Based on our mandate data, the crossover is typically between 12 and 18 engineers with a committed 3-year engagement. Below that threshold, the EOR model is almost always cheaper because you are not paying for dedicated infrastructure or the ODC vendor's facility management margin. Above 20 engineers, a well-negotiated ODC contract can undercut EOR on monthly per-head cost by 15 to 25%, particularly when infrastructure costs are spread across a larger team.
3. Can engineers hired under EOR be transferred to a company's own Indian entity later?
Yes. When you eventually register a Private Limited Company or Liaison Office in India, you can rehire the same engineers directly. Continuity of service for gratuity purposes requires a transfer-of-service agreement between the EOR and the new entity, with the engineer's consent. We recommend building this clause into the original EOR agreement from day one if there is any intention of setting up an Indian entity within three to five years.
4. Who owns the intellectual property in an ODC versus an EOR arrangement?
In an EOR model, IP ownership is cleaner. The contract with the EOR explicitly assigns all work product to the client, and the EOR's employment agreement with the engineer mirrors this assignment. In an ODC arrangement, IP ownership depends entirely on the Master Services Agreement. Many standard ODC agreements have ambiguous language around background IP and tools developed on vendor infrastructure. Product companies should have legal counsel review any ODC MSA's IP clauses before signing.
5. What does the Code on Social Security, 2020 change about what I pay per engineer?

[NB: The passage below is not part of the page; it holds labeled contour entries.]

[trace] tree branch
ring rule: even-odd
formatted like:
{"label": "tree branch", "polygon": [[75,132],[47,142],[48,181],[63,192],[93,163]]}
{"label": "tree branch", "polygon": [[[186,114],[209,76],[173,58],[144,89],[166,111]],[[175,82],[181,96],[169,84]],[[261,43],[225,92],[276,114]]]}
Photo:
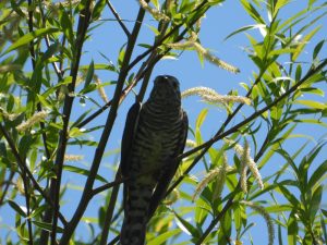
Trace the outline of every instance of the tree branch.
{"label": "tree branch", "polygon": [[106,0],[106,2],[107,2],[107,5],[109,7],[109,9],[111,10],[111,13],[113,14],[113,16],[116,17],[116,20],[120,24],[121,28],[124,30],[124,33],[128,36],[128,38],[130,38],[130,36],[131,36],[130,30],[128,29],[128,27],[122,22],[121,17],[119,16],[119,14],[117,13],[117,11],[114,10],[114,8],[111,4],[111,2],[109,0]]}
{"label": "tree branch", "polygon": [[[92,197],[92,189],[93,189],[93,184],[96,177],[96,174],[98,172],[101,159],[102,159],[102,155],[108,142],[108,138],[110,136],[113,123],[116,121],[116,115],[117,115],[117,111],[118,111],[118,107],[119,107],[119,102],[120,102],[120,96],[122,93],[122,88],[123,88],[123,84],[125,82],[125,78],[128,76],[128,66],[132,57],[132,52],[134,50],[135,44],[136,44],[136,38],[138,36],[138,32],[141,29],[141,25],[144,19],[144,14],[145,11],[143,9],[140,9],[138,14],[137,14],[137,20],[135,22],[133,32],[129,38],[128,41],[128,46],[126,46],[126,51],[122,61],[122,66],[121,66],[121,71],[118,77],[118,83],[116,86],[116,90],[114,90],[114,95],[113,95],[113,99],[112,99],[112,105],[107,118],[107,122],[104,128],[104,132],[101,134],[98,147],[96,149],[95,156],[94,156],[94,160],[89,170],[89,175],[86,180],[86,184],[82,194],[82,198],[80,200],[78,207],[72,218],[72,220],[69,222],[68,228],[64,230],[61,241],[60,241],[60,245],[65,245],[69,243],[73,232],[75,231],[78,221],[81,220],[81,218],[83,217],[83,213],[88,205],[88,201]],[[118,187],[117,187],[118,188]],[[114,192],[114,189],[112,191]]]}
{"label": "tree branch", "polygon": [[[83,49],[84,39],[86,36],[86,32],[89,25],[90,20],[90,0],[85,2],[85,8],[80,13],[80,20],[77,25],[77,33],[76,33],[76,45],[74,48],[74,57],[73,63],[71,69],[71,76],[72,82],[68,85],[69,94],[73,93],[75,89],[75,84],[77,79],[77,72],[80,66],[80,60]],[[50,193],[53,196],[55,209],[52,216],[52,231],[51,231],[51,245],[56,245],[56,236],[57,236],[57,223],[58,223],[58,213],[59,213],[59,198],[60,198],[60,185],[61,185],[61,176],[62,176],[62,168],[63,168],[63,160],[64,154],[68,144],[68,131],[69,131],[69,122],[70,115],[73,107],[74,97],[70,95],[65,96],[64,105],[63,105],[63,126],[59,135],[59,147],[58,152],[56,156],[55,168],[56,168],[56,179],[52,179]]]}
{"label": "tree branch", "polygon": [[[12,150],[13,156],[15,157],[17,164],[20,167],[21,170],[25,171],[27,176],[29,177],[29,180],[32,181],[34,187],[36,188],[36,191],[38,191],[40,193],[40,195],[45,198],[45,200],[51,206],[53,207],[53,203],[51,201],[51,199],[49,198],[49,196],[45,193],[45,191],[39,186],[39,184],[37,183],[37,181],[34,179],[32,172],[29,171],[29,169],[26,167],[26,164],[23,162],[23,160],[21,159],[21,156],[15,147],[14,142],[11,139],[11,137],[9,136],[8,132],[5,131],[5,128],[3,127],[2,124],[0,124],[0,132],[1,134],[3,134],[9,147]],[[66,221],[64,219],[64,217],[62,216],[61,212],[59,212],[59,218],[60,221],[63,223],[63,225],[66,225]]]}

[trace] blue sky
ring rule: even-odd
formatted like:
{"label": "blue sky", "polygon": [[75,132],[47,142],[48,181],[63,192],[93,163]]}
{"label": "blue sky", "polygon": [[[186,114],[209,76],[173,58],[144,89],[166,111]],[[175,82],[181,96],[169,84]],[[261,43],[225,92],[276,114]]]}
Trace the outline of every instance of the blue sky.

The Code on Social Security, 2020 consolidates PF (12% employer contribution on basic), ESI, gratuity, and maternity obligations under a single framework. Combined with the Code on Wages, 2019 which mandates that basic salary be at least 50% of CTC — this directly affects offer letter structuring under both ODC and EOR models. Any vendor structuring compensation heavily toward allowances to lower visible costs is creating a deferred statutory liability that ultimately sits with the principal employer.
6. What happens if a company needs to scale down the offshore team under each model?

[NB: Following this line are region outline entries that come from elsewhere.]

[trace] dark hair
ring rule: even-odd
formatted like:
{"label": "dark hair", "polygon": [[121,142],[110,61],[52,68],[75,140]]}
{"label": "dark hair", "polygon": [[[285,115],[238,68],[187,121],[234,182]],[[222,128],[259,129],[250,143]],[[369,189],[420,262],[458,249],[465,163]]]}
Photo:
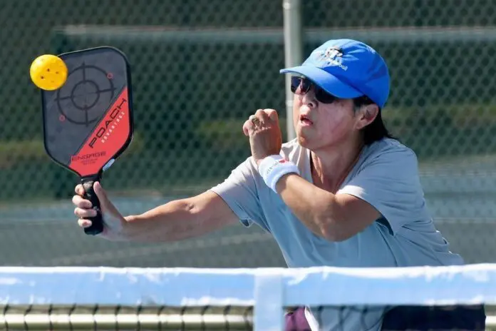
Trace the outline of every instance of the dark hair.
{"label": "dark hair", "polygon": [[[356,111],[362,106],[370,105],[374,103],[374,102],[367,96],[361,96],[354,98],[353,103],[355,105],[355,111]],[[386,128],[384,122],[383,121],[381,113],[382,111],[379,107],[379,111],[377,113],[376,118],[374,118],[372,123],[362,129],[362,132],[363,133],[363,142],[367,146],[384,138],[391,138],[398,140],[398,138],[394,137]]]}

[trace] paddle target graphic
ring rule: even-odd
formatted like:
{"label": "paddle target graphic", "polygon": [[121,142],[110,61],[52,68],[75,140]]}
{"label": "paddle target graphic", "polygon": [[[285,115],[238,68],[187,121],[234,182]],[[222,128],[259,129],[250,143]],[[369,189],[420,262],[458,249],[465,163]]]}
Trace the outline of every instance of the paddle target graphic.
{"label": "paddle target graphic", "polygon": [[70,71],[56,98],[59,121],[86,126],[98,121],[105,111],[101,105],[110,105],[115,94],[113,78],[112,73],[85,62]]}

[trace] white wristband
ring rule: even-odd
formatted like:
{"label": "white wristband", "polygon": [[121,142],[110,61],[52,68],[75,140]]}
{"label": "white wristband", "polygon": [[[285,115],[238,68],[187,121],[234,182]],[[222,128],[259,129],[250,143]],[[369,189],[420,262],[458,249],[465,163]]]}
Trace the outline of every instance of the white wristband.
{"label": "white wristband", "polygon": [[296,165],[279,155],[269,156],[259,165],[259,173],[264,178],[267,185],[275,193],[277,193],[276,190],[277,180],[286,173],[291,173],[299,175],[299,170]]}

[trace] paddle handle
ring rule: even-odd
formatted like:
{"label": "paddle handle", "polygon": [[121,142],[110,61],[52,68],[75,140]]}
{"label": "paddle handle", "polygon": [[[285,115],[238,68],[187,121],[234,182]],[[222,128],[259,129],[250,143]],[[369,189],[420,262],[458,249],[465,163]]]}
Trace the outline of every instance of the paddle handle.
{"label": "paddle handle", "polygon": [[91,226],[84,228],[84,232],[87,235],[96,235],[103,231],[103,218],[102,217],[101,209],[100,208],[100,200],[93,190],[93,183],[100,180],[99,175],[83,177],[81,178],[81,183],[84,188],[83,198],[89,200],[93,205],[93,209],[96,210],[96,216],[88,218],[91,221]]}

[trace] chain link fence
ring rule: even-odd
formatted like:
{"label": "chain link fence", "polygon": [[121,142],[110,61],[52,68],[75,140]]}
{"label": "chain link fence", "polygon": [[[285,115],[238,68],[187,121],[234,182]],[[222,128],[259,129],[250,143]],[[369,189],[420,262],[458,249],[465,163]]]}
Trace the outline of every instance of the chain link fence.
{"label": "chain link fence", "polygon": [[[304,56],[325,40],[371,44],[388,63],[388,126],[418,153],[438,228],[467,262],[495,262],[496,9],[491,1],[305,0]],[[167,244],[109,243],[78,228],[78,178],[50,161],[37,56],[108,45],[132,68],[135,138],[105,173],[123,213],[196,194],[249,156],[259,108],[286,134],[280,0],[4,0],[0,19],[0,264],[284,265],[256,228]]]}

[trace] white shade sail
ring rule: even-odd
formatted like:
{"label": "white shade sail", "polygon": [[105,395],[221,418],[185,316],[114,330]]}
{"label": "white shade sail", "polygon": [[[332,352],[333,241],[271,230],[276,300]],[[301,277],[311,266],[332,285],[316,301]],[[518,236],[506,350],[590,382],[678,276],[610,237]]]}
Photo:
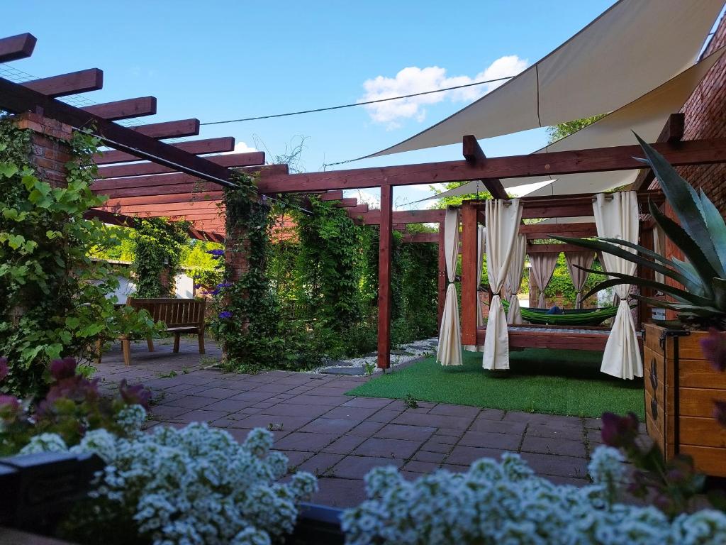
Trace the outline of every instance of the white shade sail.
{"label": "white shade sail", "polygon": [[[700,81],[721,58],[726,47],[714,52],[701,62],[683,71],[676,77],[646,93],[602,119],[584,129],[561,138],[534,153],[554,151],[571,151],[592,148],[610,148],[636,143],[633,132],[647,142],[655,142],[663,129],[668,116],[682,108]],[[597,193],[619,187],[633,182],[637,170],[612,172],[588,172],[580,174],[560,174],[556,179],[536,176],[529,178],[502,178],[505,187],[513,187],[527,183],[550,181],[551,183],[537,189],[528,196],[568,195],[572,193]],[[458,187],[434,195],[423,201],[442,197],[468,195],[486,191],[481,180],[473,180]]]}
{"label": "white shade sail", "polygon": [[518,76],[371,157],[611,112],[693,64],[723,0],[620,0]]}
{"label": "white shade sail", "polygon": [[[597,236],[604,238],[619,238],[637,243],[640,217],[638,214],[637,195],[635,191],[598,193],[592,203]],[[626,248],[635,254],[635,250]],[[635,263],[612,254],[602,253],[603,265],[608,272],[635,275]],[[615,286],[620,298],[618,312],[613,320],[608,342],[603,353],[600,371],[619,379],[633,379],[643,376],[643,360],[635,333],[635,323],[628,304],[629,284]]]}

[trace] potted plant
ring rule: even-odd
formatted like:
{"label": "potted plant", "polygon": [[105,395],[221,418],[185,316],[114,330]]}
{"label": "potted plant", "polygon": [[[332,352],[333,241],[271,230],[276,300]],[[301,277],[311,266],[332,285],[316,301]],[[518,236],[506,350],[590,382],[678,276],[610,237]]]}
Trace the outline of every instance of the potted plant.
{"label": "potted plant", "polygon": [[583,299],[621,283],[669,296],[668,300],[635,296],[654,307],[674,311],[678,318],[645,326],[648,435],[661,446],[666,459],[687,454],[700,471],[726,477],[726,429],[713,418],[714,406],[726,402],[726,374],[720,372],[724,371],[724,358],[719,363],[714,358],[714,352],[723,347],[726,335],[726,223],[702,191],[693,189],[660,153],[636,137],[645,154],[642,161],[653,169],[678,222],[649,201],[650,215],[687,261],[664,257],[620,239],[552,238],[612,254],[672,280],[664,283],[608,272],[611,278],[595,286]]}

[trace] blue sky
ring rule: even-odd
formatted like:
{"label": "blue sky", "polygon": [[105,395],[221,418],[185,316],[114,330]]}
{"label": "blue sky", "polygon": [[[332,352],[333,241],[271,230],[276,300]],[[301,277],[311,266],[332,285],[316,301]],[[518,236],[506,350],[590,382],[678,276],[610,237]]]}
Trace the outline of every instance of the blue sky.
{"label": "blue sky", "polygon": [[[2,34],[38,38],[33,56],[14,68],[42,77],[97,67],[104,89],[86,94],[89,100],[152,94],[158,113],[144,121],[196,117],[203,123],[511,75],[506,72],[536,62],[612,3],[12,0],[3,7]],[[209,126],[200,137],[234,136],[274,155],[304,137],[302,166],[320,170],[395,144],[476,97],[439,94],[433,103],[394,101],[383,108]],[[482,145],[490,156],[525,153],[546,139],[537,129]],[[458,159],[460,153],[460,145],[445,146],[347,166]],[[394,199],[403,207],[431,194],[423,190],[397,188]]]}

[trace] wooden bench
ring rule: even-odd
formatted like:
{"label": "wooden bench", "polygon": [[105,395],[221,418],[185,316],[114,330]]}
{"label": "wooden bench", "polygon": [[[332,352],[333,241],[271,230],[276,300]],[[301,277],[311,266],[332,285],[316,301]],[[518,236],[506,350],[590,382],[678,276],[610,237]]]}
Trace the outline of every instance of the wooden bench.
{"label": "wooden bench", "polygon": [[[182,333],[196,333],[199,337],[199,353],[204,353],[204,312],[205,299],[136,299],[129,297],[126,305],[136,310],[147,310],[154,322],[163,322],[166,331],[174,334],[174,352],[179,351],[179,337]],[[147,337],[149,352],[154,351],[154,342]],[[121,339],[123,363],[131,363],[131,339]]]}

Under EOR, scale-down is predictable. Engineers are on individual contracts with 30 to 90 day notice periods. The EOR handles statutory payments including notice pay, leave encashment, and gratuity where applicable. Under an ODC, scale-down is far more complex. ODC MSAs typically include minimum headcount commitments and facility cost recovery clauses. We have seen clients pay two to three months of full team costs while a scale-down was being negotiated. Exit clause review before signing any ODC MSA is non-negotiable.
7. Is a Build-Operate-Transfer ODC a third option, and how does it compare to EOR?
A BOT structure is an ODC variant where the vendor builds and manages the team for an agreed period, after which the client can transfer ownership. In practice, BOT transitions are slower and more complex than most agreements anticipate. Engineers often resist moving to a newly registered, unknown entity. Vendor infrastructure transfers require separate legal negotiation. For most mid-market international companies, an EOR bridge followed by direct entity setup gives the same end result faster and with far less commercial friction than a BOT arrangement.
8. What compliance documents should I request from an ODC vendor or EOR before signing?
From an EOR, request EPFO establishment registration, ESI registration, Professional Tax registration, GST registration, and three months of PF challan payment receipts. Also review a sample employment agreement to confirm basic salary is at least 50% of CTC. From an ODC vendor, request all of the above plus ISO 27001 certification, the physical facility lease agreement, engineer retention rate for the past 12 months, and written confirmation of whether assigned engineers will be exclusive to your account or shared across other clients.